Klein showed that the modular group moves the fundamental region of the complex plane so as to tessellate that plane. During 1879, he examined the action of PSL(2,7), considered as an image of the modular group, and obtained an explicit representation of a Riemann surface now termed the Klein quartic. He showed that that surface was a curve in projective space, that its equation was xy + yz + zx = 0, and that its group of symmetries was PSL(2,7) of order 168. His Ueber Riemann's Theorie der algebraischen Funktionen und ihre Integrale (1882) treats complex analysis in a geometric way, connecting potential theory and conformal mappings. This work drew on notions from fluid dynamics.

1880

After five years at the Technische Hochschule, Klein was appointed to a chair of geometry at Leipzig. There his colleagues included Walther von Dyck, Rohn, Eduard Study and Friedrich Engel. Klein's years at Leipzig, 1880 to 1886, fundamentally changed his life. During 1882, his health collapsed; during 1883–1884, he was plagued by depression.

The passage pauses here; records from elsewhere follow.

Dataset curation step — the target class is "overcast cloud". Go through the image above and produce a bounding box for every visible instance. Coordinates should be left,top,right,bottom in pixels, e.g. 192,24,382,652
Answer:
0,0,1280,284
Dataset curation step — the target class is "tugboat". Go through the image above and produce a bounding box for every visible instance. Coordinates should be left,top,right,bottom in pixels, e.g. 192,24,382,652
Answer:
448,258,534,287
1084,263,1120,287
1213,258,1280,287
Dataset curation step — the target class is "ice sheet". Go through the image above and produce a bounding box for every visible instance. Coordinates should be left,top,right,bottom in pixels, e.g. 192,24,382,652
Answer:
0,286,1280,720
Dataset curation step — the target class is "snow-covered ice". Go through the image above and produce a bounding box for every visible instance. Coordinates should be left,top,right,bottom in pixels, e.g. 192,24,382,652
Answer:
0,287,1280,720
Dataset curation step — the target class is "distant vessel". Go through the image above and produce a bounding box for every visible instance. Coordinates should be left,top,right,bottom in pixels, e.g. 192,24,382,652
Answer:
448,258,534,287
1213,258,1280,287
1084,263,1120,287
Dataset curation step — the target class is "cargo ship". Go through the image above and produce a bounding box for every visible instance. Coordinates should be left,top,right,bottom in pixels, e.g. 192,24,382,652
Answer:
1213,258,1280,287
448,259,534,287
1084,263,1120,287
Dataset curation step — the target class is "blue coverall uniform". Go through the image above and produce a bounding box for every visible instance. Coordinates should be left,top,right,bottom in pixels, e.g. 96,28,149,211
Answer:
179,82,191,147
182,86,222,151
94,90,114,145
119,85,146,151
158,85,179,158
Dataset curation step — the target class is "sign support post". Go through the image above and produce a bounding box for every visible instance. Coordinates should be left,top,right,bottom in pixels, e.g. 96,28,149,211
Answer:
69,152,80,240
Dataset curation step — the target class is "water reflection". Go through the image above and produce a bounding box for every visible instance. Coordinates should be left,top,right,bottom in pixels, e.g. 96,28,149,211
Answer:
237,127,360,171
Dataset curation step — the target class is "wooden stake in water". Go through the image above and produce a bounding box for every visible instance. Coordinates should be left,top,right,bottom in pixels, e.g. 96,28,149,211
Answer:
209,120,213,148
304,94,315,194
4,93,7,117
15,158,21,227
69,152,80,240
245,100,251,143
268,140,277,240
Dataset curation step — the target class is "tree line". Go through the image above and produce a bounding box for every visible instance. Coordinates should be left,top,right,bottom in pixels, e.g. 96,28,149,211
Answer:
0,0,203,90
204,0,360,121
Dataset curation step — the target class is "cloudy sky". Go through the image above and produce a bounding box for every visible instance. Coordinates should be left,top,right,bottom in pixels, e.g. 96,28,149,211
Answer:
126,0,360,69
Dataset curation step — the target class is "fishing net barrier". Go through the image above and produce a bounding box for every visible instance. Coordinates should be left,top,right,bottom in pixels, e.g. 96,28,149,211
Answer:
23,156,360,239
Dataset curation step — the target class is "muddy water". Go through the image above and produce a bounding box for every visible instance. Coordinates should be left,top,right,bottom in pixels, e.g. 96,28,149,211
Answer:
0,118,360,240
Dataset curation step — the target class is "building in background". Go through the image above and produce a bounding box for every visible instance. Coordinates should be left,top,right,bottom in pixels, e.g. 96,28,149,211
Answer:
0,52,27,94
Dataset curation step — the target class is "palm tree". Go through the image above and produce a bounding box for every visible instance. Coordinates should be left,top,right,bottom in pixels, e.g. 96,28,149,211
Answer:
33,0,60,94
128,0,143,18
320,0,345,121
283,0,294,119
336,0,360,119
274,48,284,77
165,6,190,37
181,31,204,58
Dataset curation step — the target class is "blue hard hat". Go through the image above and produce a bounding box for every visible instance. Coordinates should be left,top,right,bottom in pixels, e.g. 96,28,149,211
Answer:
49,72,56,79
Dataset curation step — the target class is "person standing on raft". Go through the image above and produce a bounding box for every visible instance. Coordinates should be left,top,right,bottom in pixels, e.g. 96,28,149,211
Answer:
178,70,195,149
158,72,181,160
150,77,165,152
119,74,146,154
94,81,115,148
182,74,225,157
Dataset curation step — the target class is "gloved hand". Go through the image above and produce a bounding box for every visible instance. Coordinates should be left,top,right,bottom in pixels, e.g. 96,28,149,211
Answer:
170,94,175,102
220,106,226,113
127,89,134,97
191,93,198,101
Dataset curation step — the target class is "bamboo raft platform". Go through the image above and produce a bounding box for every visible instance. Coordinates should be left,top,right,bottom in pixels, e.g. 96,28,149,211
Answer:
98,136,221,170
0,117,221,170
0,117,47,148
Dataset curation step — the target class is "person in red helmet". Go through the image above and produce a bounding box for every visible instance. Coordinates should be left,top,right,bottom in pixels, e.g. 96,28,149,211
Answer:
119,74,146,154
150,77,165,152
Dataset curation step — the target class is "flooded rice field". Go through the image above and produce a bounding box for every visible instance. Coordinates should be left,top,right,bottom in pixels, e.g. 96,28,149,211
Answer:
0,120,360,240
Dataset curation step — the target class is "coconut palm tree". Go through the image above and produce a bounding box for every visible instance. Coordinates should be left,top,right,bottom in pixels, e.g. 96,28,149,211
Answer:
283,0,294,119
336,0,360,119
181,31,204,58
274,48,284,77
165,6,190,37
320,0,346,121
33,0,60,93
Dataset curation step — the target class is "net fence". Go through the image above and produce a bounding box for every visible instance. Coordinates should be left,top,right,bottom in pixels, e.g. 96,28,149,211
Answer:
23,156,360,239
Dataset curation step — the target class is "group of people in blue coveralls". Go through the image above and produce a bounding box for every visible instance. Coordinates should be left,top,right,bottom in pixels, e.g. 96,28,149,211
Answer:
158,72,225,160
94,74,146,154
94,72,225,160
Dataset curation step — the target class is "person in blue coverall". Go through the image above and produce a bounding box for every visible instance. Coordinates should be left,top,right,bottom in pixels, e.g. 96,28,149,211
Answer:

Nonetheless his research continued; his seminal work on hyperelliptic sigma functions dates from around this period, being published during 1886 and 1888.

1884

In his 1884 book on the icosahedron, Klein established a theory of automorphic functions, associating algebra and geometry. However Poincaré published an outline of his theory of automorphic functions during 1881, which resulted in a friendly rivalry between the two men. Both sought to state and prove a grand uniformization theorem that would establish the new theory more completely. Klein succeeded in formulating such a theorem and in describing a strategy for proving it. But while doing this work his health decreased, as mentioned above.

1886

Klein accepted a professorship at the University of Göttingen during 1886. From then until his 1913 retirement, he sought to re-establish Göttingen as the world's main mathematics research center. Yet he never managed to transfer from Leipzig to Göttingen his own primacy as a developer of geometry. At Göttingen, he taught a variety of courses, mainly concerning the interface between mathematics and physics, such as mechanics and potential theory.

1890

During the 1890s, Klein began studying mathematical physics more intensively, writing on the gyroscope with Arnold Sommerfeld. During 1894, he initiated the idea of an encyclopedia of mathematics including its applications, which became the Enzyklopädie der mathematischen Wissenschaften. This enterprise, which endured until 1935, provided an important standard reference of enduring value.

1893

The London Mathematical Society awarded Klein its De Morgan Medal during 1893. He was elected a member of the Royal Society during 1885, and was awarded its Copley Medal during 1912. He retired the next year due to ill health, but continued to teach mathematics at his home for some years more.

1895

The research facility Klein established at Göttingen served as a model for the best such facilities throughout the world. He introduced weekly discussion meetings, and created a mathematical reading room and library. During 1895, Klein hired David Hilbert away from the University of Königsberg; this appointment proved fateful, because Hilbert continued Göttingen's good reputation until his own retirement during 1932.

1900

About 1900, Klein began to become interested in mathematical instruction in schools. During 1905, he was decisive in formulating a plan recommending that analytic geometry, the rudiments of differential and integral calculus, and the function concept be taught in secondary schools. This recommendation was gradually implemented in many countries around the world. During 1908, Klein was elected President of the International Commission on Mathematical Instruction at the Rome International Congress of Mathematicians. With his guidance, the German part of the Commission published many volumes on the teaching of mathematics at all levels in Germany.